Aspen Regeneration in Conifer Stands
Following harvest, the Douglas-fir and some Engelmann spruce stands in
the Arkansas Hills area (East Salida District—Kaufman Ridge, Herring and
Bald Mountain) regenerated primarily to aspen (appendix 2). This was found
quite unexpectedly in the Herring Timber Sale area when units planted to
conifers began sprouting aspen. However, in the original planning this was not
apparent. There was an existing aspen root system or remnant aspen scattered
throughout these conifer sites that consisted mainly of Douglas-fir in the
Kaufman Ridge area. Individual genotypes can cover several hectares and ramet
generations may persist over 150 years (Shepperd 1981). The Herring Creek
area was primarily Douglas-fir with a lodgepole pine component on three sites.
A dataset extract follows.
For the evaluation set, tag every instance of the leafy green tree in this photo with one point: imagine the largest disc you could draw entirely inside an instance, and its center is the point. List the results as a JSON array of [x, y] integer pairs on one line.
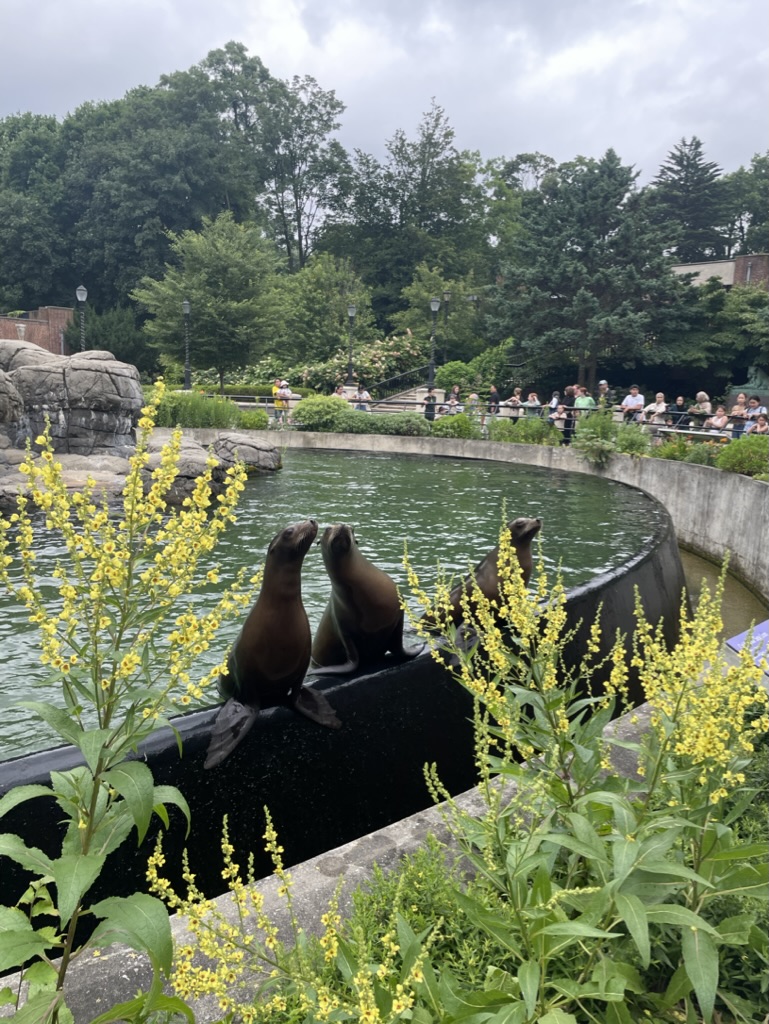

When these conifer stands were harvested, these areas sprouted in aspen.
Regeneration surveys showed mainly aspen regeneration with some conifer
reproduction (appendix 3). The stems/acre varied from 855 to 2,550 mainly on
level ground or northern aspects. This was 4 years after harvest. In the Kaufman
Ridge area, aspen stems/acre ranged from 652 to 1,233 with heights of 1 to 3
feet. In 1998, aspen had grown to 6 feet plus.
According to research in Colorado of eight plant species studied, Berndt and
Gibbons (1958) found quaking aspen roots to have the greatest lateral extent,
up to 48 feet from the tree. Also, several studies of soil water depletion by aspen
imply effective rooting depth to be at least 9 feet on deep well-drained soils
(Johnston 1970; Johnston et al. 1969). The scattered aboveground aspen and
the existing root systems were present for quite some time in the Kaufman Ridge
and Herring areas, and the harvest disturbance caused the aspen to sprout.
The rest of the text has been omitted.